Martin Weinhold: Ich bin über Umwege zur Fotografie gekommen. Ich habe das lange werden wollen, bin dann aber sehr konsequent an der Hochschule für Grafik und Buchkunst in Leipzig abgelehnt worden. Deshalb  habe ich nach einer Alternative gesucht und bin zur UdK gekommen, wo ich Gesellschafts- und Wirtschaftskommunikation studiert habe. In der Zeit  fotografierte ich weiter, aber das lief eher auf einem Nebengleis. Mein Hauptberuf und Broterwerb war tatsächlich Kameramann. 

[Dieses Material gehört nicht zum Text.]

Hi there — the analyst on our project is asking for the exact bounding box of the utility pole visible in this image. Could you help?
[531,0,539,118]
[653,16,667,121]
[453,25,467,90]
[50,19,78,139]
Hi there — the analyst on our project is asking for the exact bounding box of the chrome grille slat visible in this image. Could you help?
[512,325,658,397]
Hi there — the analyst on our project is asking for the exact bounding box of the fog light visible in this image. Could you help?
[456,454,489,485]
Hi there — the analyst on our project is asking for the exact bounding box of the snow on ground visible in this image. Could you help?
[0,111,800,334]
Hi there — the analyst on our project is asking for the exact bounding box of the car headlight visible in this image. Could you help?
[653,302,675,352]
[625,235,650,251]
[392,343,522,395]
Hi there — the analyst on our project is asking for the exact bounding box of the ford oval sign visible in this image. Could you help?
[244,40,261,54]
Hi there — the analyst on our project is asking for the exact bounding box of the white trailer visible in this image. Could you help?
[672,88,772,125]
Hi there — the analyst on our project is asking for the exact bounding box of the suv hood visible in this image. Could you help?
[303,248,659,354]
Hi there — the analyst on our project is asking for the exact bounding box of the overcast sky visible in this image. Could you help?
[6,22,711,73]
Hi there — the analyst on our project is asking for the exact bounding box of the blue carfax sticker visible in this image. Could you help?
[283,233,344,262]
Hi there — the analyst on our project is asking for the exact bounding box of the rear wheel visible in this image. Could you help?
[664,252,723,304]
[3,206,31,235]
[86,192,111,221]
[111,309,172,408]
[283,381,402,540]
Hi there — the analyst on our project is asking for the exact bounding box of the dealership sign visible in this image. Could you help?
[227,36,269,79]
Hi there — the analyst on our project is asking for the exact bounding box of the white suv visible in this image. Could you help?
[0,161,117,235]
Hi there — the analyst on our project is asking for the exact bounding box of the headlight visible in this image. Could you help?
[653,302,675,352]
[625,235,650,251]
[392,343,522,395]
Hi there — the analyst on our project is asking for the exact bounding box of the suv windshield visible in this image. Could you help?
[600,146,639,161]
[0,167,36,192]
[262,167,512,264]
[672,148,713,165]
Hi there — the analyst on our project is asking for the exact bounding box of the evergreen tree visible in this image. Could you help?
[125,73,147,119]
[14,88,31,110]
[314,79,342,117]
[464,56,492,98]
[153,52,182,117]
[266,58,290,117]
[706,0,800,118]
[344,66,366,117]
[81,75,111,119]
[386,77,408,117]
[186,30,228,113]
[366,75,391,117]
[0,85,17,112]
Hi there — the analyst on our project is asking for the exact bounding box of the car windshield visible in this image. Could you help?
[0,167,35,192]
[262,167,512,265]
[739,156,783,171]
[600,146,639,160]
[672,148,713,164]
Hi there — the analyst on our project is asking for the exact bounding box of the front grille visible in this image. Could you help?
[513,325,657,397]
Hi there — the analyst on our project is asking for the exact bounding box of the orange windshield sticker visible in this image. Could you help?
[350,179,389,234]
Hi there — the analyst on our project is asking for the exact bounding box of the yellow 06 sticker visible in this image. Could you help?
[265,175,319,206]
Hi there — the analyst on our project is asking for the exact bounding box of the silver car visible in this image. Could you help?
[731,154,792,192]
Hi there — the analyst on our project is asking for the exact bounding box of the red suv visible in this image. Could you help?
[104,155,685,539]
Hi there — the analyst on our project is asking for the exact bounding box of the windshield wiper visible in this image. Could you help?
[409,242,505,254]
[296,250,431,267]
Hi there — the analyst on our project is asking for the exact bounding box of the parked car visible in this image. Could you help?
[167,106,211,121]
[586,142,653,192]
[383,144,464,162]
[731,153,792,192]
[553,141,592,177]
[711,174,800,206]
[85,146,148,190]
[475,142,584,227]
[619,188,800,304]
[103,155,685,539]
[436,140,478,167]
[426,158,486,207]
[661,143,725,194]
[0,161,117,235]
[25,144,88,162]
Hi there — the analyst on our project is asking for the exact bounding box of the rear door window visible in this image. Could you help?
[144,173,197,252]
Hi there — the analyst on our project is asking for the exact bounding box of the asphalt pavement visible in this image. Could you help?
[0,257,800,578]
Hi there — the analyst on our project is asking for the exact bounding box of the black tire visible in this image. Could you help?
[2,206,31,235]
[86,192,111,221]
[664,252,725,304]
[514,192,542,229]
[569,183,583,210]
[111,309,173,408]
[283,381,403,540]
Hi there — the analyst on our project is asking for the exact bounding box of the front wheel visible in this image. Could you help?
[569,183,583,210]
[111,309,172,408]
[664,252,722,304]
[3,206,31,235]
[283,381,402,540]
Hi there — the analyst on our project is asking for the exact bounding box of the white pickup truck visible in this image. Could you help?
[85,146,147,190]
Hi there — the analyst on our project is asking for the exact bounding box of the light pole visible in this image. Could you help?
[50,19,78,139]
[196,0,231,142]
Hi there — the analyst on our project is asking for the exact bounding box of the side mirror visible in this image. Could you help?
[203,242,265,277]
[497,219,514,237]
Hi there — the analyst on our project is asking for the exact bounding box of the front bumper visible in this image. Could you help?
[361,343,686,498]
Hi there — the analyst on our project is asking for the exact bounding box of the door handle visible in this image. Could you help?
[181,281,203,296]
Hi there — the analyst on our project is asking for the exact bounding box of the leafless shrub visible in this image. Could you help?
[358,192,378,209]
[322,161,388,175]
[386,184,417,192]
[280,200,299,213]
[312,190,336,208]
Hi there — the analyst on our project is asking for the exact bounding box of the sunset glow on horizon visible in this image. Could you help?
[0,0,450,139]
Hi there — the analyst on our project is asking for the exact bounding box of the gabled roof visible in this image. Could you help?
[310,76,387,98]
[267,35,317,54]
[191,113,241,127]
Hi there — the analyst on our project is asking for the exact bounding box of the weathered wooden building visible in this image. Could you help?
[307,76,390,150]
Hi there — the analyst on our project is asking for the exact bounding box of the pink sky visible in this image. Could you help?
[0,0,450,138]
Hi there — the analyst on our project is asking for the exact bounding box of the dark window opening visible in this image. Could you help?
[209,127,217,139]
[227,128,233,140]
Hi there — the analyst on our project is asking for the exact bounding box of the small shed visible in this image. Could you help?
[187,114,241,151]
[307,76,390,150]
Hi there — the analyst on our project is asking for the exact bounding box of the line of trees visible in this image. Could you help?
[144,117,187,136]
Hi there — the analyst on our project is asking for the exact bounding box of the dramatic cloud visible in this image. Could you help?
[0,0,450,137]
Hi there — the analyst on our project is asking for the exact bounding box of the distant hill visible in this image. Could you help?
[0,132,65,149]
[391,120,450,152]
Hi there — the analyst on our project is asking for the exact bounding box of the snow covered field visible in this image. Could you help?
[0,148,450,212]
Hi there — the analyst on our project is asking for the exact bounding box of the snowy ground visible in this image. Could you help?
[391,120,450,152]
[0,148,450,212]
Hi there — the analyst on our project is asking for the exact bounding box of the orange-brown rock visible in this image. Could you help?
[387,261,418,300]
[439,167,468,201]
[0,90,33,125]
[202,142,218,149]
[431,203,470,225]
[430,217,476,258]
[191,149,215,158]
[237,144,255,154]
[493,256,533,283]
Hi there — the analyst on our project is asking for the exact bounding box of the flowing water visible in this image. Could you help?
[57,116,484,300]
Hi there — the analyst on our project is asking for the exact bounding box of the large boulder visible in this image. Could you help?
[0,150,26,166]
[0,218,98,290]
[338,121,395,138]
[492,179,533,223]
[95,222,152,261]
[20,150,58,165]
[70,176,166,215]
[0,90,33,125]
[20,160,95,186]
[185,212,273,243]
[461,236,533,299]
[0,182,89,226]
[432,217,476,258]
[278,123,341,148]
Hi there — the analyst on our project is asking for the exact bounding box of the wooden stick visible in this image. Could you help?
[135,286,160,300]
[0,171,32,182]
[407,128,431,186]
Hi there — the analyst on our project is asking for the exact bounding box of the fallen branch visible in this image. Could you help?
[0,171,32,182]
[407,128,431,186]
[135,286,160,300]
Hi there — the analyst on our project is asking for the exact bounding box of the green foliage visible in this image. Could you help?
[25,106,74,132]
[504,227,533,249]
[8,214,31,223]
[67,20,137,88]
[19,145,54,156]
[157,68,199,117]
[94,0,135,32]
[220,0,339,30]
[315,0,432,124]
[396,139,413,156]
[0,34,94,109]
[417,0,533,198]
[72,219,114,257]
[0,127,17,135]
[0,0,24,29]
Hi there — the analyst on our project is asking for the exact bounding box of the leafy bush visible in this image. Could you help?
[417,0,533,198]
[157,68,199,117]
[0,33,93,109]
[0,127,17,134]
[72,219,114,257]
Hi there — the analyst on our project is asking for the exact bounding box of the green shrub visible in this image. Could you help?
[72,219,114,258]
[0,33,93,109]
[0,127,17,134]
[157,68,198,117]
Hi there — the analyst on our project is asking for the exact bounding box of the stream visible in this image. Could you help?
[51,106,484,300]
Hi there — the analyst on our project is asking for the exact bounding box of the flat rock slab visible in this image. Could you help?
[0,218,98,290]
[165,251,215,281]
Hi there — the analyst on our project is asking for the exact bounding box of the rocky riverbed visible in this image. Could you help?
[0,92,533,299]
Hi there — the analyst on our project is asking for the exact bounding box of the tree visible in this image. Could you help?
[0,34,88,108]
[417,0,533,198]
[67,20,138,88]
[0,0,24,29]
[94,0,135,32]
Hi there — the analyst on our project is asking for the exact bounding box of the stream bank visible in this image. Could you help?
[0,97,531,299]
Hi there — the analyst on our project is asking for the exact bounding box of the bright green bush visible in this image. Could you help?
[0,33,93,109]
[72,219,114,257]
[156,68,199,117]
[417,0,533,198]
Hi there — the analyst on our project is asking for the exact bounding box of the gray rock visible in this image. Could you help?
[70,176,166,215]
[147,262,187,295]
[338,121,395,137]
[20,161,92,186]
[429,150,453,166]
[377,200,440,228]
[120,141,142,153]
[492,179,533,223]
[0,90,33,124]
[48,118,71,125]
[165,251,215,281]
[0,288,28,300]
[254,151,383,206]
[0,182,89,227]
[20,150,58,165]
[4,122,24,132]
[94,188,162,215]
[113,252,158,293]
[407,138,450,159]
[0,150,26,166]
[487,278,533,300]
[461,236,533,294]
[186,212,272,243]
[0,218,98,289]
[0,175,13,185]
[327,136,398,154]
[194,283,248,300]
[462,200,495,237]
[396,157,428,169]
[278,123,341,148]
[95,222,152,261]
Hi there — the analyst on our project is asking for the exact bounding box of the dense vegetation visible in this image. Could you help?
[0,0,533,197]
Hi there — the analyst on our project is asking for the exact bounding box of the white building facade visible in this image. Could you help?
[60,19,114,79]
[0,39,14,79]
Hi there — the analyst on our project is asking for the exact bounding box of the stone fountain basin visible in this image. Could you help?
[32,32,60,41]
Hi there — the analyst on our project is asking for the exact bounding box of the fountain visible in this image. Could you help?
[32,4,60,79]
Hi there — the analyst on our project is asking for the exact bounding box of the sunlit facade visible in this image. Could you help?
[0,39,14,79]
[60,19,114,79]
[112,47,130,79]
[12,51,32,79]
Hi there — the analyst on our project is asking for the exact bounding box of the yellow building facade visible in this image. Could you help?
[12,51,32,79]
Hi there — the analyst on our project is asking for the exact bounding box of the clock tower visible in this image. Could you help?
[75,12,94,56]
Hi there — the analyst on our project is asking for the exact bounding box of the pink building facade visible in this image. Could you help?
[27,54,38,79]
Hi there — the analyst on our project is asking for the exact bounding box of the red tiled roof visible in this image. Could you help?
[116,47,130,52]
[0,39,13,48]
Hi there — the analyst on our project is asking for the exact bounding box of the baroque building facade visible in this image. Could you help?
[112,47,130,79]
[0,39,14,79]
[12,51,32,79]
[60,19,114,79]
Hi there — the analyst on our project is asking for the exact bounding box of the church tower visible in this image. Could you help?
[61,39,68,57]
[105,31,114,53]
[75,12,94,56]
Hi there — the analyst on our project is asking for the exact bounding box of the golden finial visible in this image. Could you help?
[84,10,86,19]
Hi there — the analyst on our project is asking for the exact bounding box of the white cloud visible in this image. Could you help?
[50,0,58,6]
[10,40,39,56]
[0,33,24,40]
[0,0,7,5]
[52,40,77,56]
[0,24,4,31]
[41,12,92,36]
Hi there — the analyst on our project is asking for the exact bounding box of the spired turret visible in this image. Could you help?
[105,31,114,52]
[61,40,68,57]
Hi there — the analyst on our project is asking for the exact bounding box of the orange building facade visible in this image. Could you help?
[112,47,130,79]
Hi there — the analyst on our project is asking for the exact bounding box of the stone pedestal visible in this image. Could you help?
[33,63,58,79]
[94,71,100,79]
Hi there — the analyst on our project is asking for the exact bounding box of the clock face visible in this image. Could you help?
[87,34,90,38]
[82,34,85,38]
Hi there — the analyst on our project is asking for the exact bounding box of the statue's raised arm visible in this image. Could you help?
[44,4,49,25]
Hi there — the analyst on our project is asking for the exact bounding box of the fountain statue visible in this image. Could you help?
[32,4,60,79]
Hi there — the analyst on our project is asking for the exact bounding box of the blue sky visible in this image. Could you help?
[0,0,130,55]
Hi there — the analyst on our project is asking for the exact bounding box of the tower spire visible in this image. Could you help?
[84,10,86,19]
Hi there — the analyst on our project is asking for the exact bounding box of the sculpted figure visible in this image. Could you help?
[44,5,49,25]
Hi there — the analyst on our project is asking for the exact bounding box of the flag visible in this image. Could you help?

Du warst beim Fernsehen?  

Ja, ich habe sehr lange beim Privatfernsehen als Kameramann gearbeitet. Der Umschwung zur Fotografie ist über die Abschlussarbeit meines Studiums gekommen, das ja eigentlich als Alternative zur Fotografie gedacht gewesen war. Ich habe im Studium zwar weiterhin mit dem Bild zu tun gehabt, aber eben nicht mehr als Bildautor. Meine Diplomarbeit habe ich 2001 zum Thema Individualität in der Porträtfotografie geschrieben und  mich dabei so sehr in das Thema verbissen, dass es dadurch zum Rückfall gekommen ist. Als ich mit dem Diplom fertig war, wollte ich nicht mehr in die Werbung gehen oder in einer Pressestelle arbeiten, sondern ich bin zur Fotografie zurückgekehrt. 

Was passierte dann?  

Eine Zeit lang habe ich parallel TV und Fotografie gemacht, aber 2008 bin ich endgültig zur Fotografie gewechselt und habe das Fernsehen hinter mir gelassen. Heute arbeite ich als selbständiger Fotograf. 

Was ist dein inhaltlicher Schwerpunkt in der Fotografie? 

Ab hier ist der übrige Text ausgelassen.